The series, starring Engin Altan Düzyatan, Serdar Gökhan and Hülya Darcan, is based on the life of 12th-century Muslim Oghuz Turk leader Ertugrul. It follows the Muslim Oghuz Turks as they battle Mongol invaders, Christians, Byzantines and the Knights Templar.
Critics believe Pakistan’s prime minister Imran Khan has backed the show, which has a large budget and employs Nomad (a stunt company popular in Hollywood), because it meets with his vision for Pakistan as the “ethical and political ideal” of Islamic society.
Politicians have since become involved in the debate as to whether the show promotes violence or serves as a positive celebration of Muslim heroes, and as a means of combatting Islamophobia.
An article in the daily Dawn suggested that “the reason may lie in a much-publicised, behind-the-scenes meeting, where Prime Minister Khan met with Turkish president [Recep] Tayyip Erdogan and [then] Malaysian prime minister Mahathir Mohammad at the UNGA (UN General Assembly)”.
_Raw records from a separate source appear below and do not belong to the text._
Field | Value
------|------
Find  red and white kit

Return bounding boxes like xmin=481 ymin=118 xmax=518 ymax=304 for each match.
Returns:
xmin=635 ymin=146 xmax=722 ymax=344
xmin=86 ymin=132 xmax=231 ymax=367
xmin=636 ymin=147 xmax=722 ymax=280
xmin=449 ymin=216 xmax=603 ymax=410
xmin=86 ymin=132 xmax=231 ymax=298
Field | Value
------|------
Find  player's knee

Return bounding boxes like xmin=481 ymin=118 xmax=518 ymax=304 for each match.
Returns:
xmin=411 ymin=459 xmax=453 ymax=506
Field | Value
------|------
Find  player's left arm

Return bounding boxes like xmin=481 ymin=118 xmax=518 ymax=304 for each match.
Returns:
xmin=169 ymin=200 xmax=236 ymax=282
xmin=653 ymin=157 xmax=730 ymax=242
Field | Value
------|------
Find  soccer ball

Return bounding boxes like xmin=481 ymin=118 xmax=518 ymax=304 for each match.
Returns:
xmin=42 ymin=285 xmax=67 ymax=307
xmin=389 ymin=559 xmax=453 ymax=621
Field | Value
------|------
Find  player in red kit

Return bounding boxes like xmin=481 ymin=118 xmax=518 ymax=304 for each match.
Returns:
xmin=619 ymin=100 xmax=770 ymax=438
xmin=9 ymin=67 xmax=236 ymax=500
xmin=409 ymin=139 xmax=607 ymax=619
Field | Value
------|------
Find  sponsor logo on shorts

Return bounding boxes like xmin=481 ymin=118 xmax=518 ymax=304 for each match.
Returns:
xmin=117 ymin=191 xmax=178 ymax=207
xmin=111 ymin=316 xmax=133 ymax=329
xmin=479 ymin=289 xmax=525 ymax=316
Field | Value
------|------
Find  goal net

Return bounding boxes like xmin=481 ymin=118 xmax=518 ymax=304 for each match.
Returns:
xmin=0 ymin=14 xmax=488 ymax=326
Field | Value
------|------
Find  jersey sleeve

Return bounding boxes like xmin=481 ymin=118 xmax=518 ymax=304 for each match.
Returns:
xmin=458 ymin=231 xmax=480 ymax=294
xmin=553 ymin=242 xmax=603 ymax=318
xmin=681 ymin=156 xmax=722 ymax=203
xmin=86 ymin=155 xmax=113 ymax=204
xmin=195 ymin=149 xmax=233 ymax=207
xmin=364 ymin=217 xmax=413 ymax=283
In September 2019, Khan met with Erdogan and Mahathir to discuss the idea of floating a dedicated English-language TV channel to create a counter-narrative against Islamophobia.
In an article in The Diplomat, it was suggested that Khan was “probably trying to score political points in Turkey, a country with which Pakistan is strengthening its partnership”, by promoting the show.
The Dawn article pointed out that the show manages to challenge a number of negative perceptions about Muslim culture.
“Powerful and willful, the ladies of Dirilis: Ertugrul are very different to the weeping females we see in Pakistani and Indian dramas but neither do they live up to the Game of Thrones analogy used to describe this show,” it said.
“The women often act as Beys or chieftains in place of their husbands and brothers as required, they fight with swords or daggers and won’t quietly marry any man chosen for them to please anyone – even if it’s a sultan.”
A 2017 New York Times article commented: “Series like Dirilis: Ertugrul express the idea that Turkey has a unique mission as the heir of a great empire, a nation founded by men of strength, courage and wisdom.”
It also pointed out that the popularity of Dirilis: Ertugrul and similar dramas may reflect their audiences’ desire to escape “into a fantasy world more comforting than the messy reality of Turkey today”.
“In a fiercely polarised country troubled by rising economic strife and roiled by war over the border in Syria, Dirilis: Ertugrul soothes viewers by tapping into a flattering foundational myth of Turkish glory,” it said.